There were two brothers who grew up in a dysfunctional family with an alcoholic father who terrorized the family as they were growing up. The father was physically and emotionally abusive, and it was worse when he was drinking. What do you figure happened to the brothers?
One of the boys grew up to become an abusive alcoholic who created another dysfunctional family. The other brother became very successful and had a loving, stable family. Each brother was later asked why he had become what he was. The alcoholic brother said, “What else would you expect me to be? I grew up watching what my father was and how he treated all of us. Wouldn’t you expect me to start drinking and become what I am?”
About himself, the successful brother said, “What else would you expect me to be? I grew up watching what my father was and how he treated all of us. Wouldn’t you expect me to become just the opposite of what I saw in him?”

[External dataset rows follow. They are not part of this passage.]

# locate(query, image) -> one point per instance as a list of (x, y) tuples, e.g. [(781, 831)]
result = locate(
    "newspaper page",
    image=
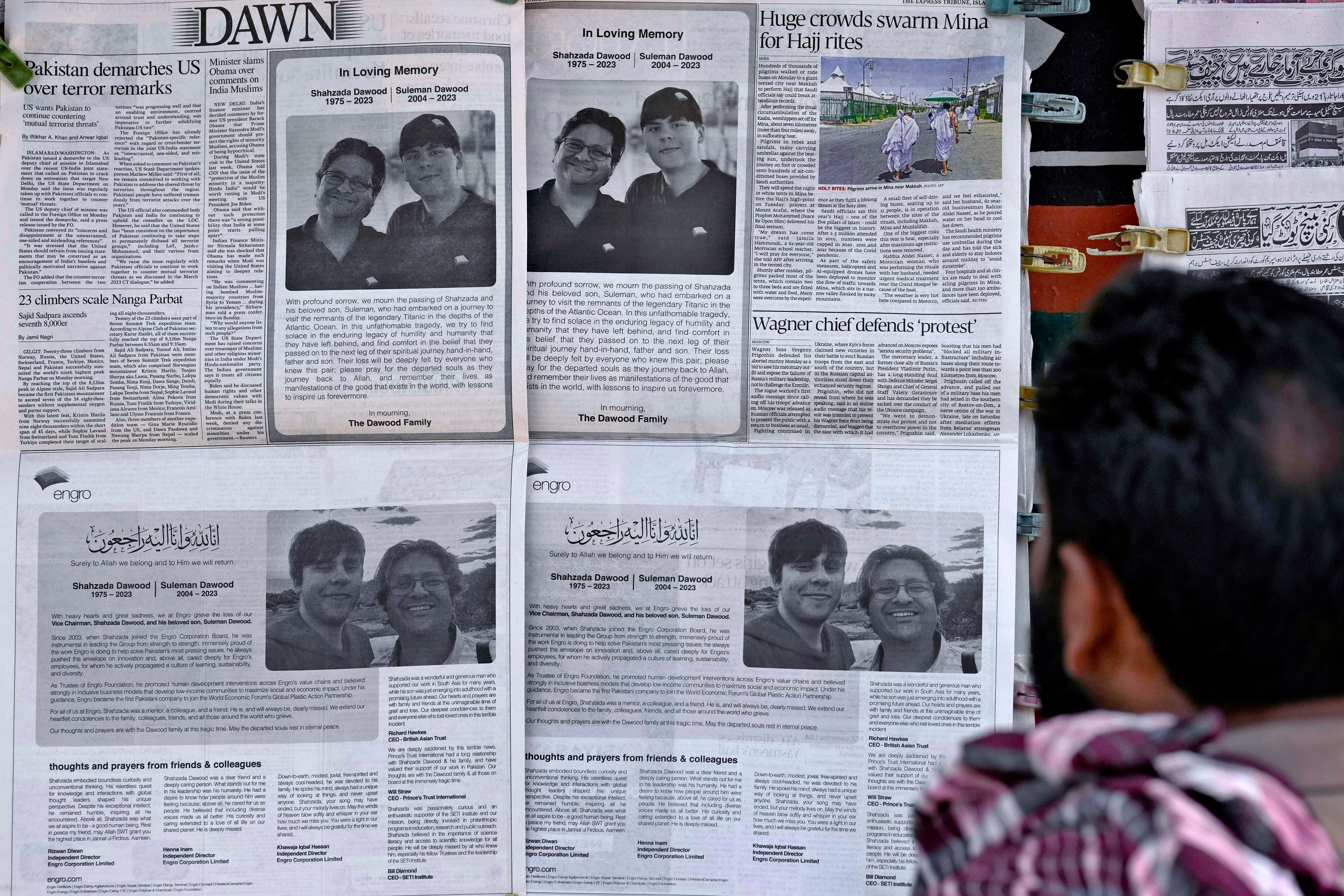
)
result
[(1283, 225), (246, 224), (273, 668), (682, 737), (1264, 88), (748, 241)]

The story is apocryphal, but it makes a very true point. You can’t control the facts of your life, but your interpretation of what happens is up to you. The facts aren’t always as important as the narrative you end up believing. In the story, both brothers had the same facts, but their narratives about what happened drove them to opposite kinds of lives. If you’re not happy with the life you have right now, you might or might not be able to immediately change the facts — but you can change the narrative immediately.
I started thinking about this today because of a conversation I had with a stranger a couple of days ago. He’s only 34 years old, but he considers himself a failure. He had big hopes for himself when he was younger. He married the girl of his dreams shortly after she finished law school. He started a business that he thought would one day make him wealthy and secure. He and his wife bought a house in a nice neighborhood with good schools for their future kids to attend. He was set for the future. Or so he thought.